SYDNEY - Australia on Tuesday (Oct 6) unveiled plans to take on record debt to fund tax cuts and business support as it charted a path to recovery from the devastating economic effects of the Covid-19 pandemic.
Announcing its first annual budget since the Covid-19 outbreak, the ruling Liberal-National Coalition tried to restore economic confidence despite its plans to take on spiralling levels of debt. The budget deficit is due to be A$214 billion (S$209 billion) this year and the national debt is expected to peak at A$966 billion in 2024.
In his budget speech in Parliament, Treasurer Josh Frydenberg said Australia faced a difficult recovery but "we will get through this together".
"There remains a monumental task ahead," he said. "But there is hope. Australia is up to the task… The Great Depression and two World Wars did not bring Australia to its knees, neither will Covid-19."
The Federal Government's budget forecasts included some revealing assumptions about the future course of the pandemic.
It is assuming that an effective vaccine will be available by late next year. Current travel restrictions are expected to cause an overall outflow of people this year for the first time since 1946, with departures expected to exceed arrivals by 72,000.
The economy is expected to shrink by 3.75 per cent in 2020/21 before increasing - albeit off a low base - by 4.25 per cent next year.
Unemployment is expected to rise to 8 per cent later this year, before falling to 6 per cent by 2023.
Australia had enjoyed 28 years of consecutive growth before the pandemic plunged the nation into a recession.
But the economy has begun to recover, aided by China's continued demand for the nation's iron ore and by Australia's success in combating its Covid-19 outbreak.
As of Tuesday, Australia, which has about 25 million residents, had recorded 27,174 Covid-19 cases and 895 deaths. There were 28 new cases on Tuesday, including 15 in the state of Victoria, which continues to impose harsh restrictions - including a lockdown in Melbourne - after experiencing a second wave.
The budget focused on big-spending measures aimed at promoting business and consumer confidence.
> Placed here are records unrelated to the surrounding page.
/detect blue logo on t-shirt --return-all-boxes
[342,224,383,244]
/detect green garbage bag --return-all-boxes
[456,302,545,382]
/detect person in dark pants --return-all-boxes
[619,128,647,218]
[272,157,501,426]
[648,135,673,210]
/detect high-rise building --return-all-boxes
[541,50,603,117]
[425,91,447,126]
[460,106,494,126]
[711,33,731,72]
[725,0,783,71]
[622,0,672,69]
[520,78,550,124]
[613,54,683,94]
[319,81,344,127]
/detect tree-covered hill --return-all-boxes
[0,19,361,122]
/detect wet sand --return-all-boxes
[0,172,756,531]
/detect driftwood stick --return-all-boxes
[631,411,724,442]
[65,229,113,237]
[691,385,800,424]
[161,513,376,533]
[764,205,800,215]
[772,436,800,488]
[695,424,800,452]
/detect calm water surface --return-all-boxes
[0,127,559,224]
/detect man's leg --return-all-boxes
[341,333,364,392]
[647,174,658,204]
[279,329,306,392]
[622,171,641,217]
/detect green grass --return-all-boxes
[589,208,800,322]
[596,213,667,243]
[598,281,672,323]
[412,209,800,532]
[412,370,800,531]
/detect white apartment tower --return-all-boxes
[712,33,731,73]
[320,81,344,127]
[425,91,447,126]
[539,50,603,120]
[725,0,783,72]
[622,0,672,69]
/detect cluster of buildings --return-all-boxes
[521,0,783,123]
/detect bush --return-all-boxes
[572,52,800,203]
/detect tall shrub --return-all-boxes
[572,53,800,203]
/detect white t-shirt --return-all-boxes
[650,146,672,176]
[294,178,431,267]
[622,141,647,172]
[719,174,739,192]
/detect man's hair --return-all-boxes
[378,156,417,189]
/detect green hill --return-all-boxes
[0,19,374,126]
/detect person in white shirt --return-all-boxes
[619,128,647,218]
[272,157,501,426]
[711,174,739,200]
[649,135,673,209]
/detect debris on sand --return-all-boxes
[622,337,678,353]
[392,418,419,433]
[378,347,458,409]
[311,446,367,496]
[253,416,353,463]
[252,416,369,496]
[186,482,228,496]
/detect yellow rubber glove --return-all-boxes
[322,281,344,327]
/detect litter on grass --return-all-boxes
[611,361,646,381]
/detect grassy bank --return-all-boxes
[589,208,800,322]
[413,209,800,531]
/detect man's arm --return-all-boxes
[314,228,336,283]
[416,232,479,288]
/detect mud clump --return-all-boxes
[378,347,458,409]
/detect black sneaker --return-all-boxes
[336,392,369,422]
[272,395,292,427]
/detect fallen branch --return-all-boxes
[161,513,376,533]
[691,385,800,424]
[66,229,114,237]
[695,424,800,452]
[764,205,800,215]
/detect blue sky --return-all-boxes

More than eleven million Australians will receive tax cuts of up to A$49 a week, which will be backdated to July 1. An A$4 billion scheme will try to boost hiring of young workers by allowing employers to claim tax deductions of up to A$200 a week for each person they hire who is aged 16 to 35 and was receiving unemployment or other welfare benefits.
Businesses have also received tax incentives to make new investments which could assist 3.5 million firms.
Business groups largely welcomed the budget, saying its targeted spending would help to boost investment and assist employers to create jobs.
"The budget goes a long way to restoring hope and giving us confidence that we can come back stronger and better than before as we combat an unprecedented global downturn," said the chief executive of the Business Council of Australia, Ms Jennifer Westacott.
But welfare groups criticised the failure to compensate for the planned removal later this year of additional benefits that have been given to welfare recipients to help them cope with the effects of the pandemic.
Economics commentator Ross Gittins praised the decision to boost spending. But he criticised the focus on cutting taxes, saying this would do little to assist jobs or retail spending.
"This tax cut is much more about political popularity than getting the economy out of recession," he wrote in The Sydney Morning Herald.
Mr Frydenberg said: "The road to recovery will be hard - but there is hope. The Morrison Government's message to Australians is that we have your back."
The budget is typically released in May but was delayed due to the pandemic.